Berlin (ots) – Gemeinsame Kommission legt Hilfskonzept vor

Die Gemeinsame Kommission von Bundestag und Bundesregierung hat
sich auf ein Hilfskonzept für die Opfer der „Colonia Dignidad“
geeinigt und dieses am heutigen Freitag vorgestellt. Dazu erklären
der menschenrechtspolitische Sprecher der CDU/CSU-Bundestagsfraktion
und Mitglied der Kommission, Michael Brand, sowie Volker Ullrich,
ebenfalls Mitglied der CDU/CSU-Bundestagsfraktion in der Kommission:

Michael Brand: „Es war schon lange überfällig, den Worten zur
moralischen Mitverantwortung endlich Taten folgen zu lassen. Mit dem
Hilfskonzept erhalten die Betroffenen zeitnah und unbürokratisch
Unterstützung. Es werden nicht nur ein Hilfsfonds für
Individualleistungen eingerichtet, sondern auch Anlauf- und
Beratungsstellen in Deutschland und in Chile. Sie sollen den
Betroffenen zur Seite stehen, etwa bei der Beantragung der Mittel.
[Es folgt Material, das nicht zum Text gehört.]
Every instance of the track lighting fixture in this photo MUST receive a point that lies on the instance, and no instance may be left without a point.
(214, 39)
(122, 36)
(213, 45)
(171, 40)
Die Opfer erhalten jetzt erstmals individuelle Zahlungen, und zwar
in Höhe von 10.000 Euro, und weitere Leistungen. Das hat eine neue
Qualität – das hilft konkret. Und durch die jetzt verankerte Hilfe,
den neuen Fond ‚Pflege und Alter‘, werden die Opfer auch im Alter
nicht alleine gelassen.

Wir wissen, dass der Beitrag, so konkret er auch ist, nur ein
symbolischer sein kann. Niemand bei uns gibt sich der Illusion hin,
dass dies das Leid wiedergutmachen könnte, das die Menschen erlitten
haben. Aber wir hoffen darauf, dass die konkrete Unterstützung nicht
nur im Alltag, sondern auch seelisch eine gute Wirkung entfaltet.“

Bei der Umsetzung werden auch wir als Unionsfraktion darauf
achten, dass nicht bürokratisch, sondern in einer menschlich
anständigen und sympathischen Art und Weise geholfen wird.“

Volker Ullrich: „Die Erarbeitung des Hilfskonzepts ist ein klares
Signal dafür, dass die Aufarbeitung weitergehen muss. Das gilt auch
für die strafrechtliche Seite. Dies liegt in der Hand der
Strafverfolgungsbehörden. Aus Sicht der Opfer ist wichtig, dass
möglichen Ansätzen zu Ermittlungen nachgegangen wird.“

Hintergrund:

In der sogenannten Colonia Dignidad waren Frauen, Männer und
Kinder über Jahrzehnte hinweg Opfer entsetzlicher Verbrechen. Der
Deutsche Paul Schäfer und seine Vertrauten errichteten eine
kriminelle Sekte, deren Machtstruktur sich auf psychische und
physische Gewalt, einschließlich schwerster sexueller Gewalt, auf
Sklavenarbeit und Denunziantentum, auf ständige Überwachung und
systematische Einschüchterung gründete. Schäfer riss Familien
auseinander, missbrauchte zahllose Kinder und arbeitete bei Folter,
Mord und Verschwindenlassen von Regimegegnern aktiv mit den Schergen
der Pinochet-Diktatur zusammen. Die Überlebenden leiden bis heute
massiv unter den schweren psychischen und körperlichen Folgen der
über Jahre hinweg zugefügten Verletzungen.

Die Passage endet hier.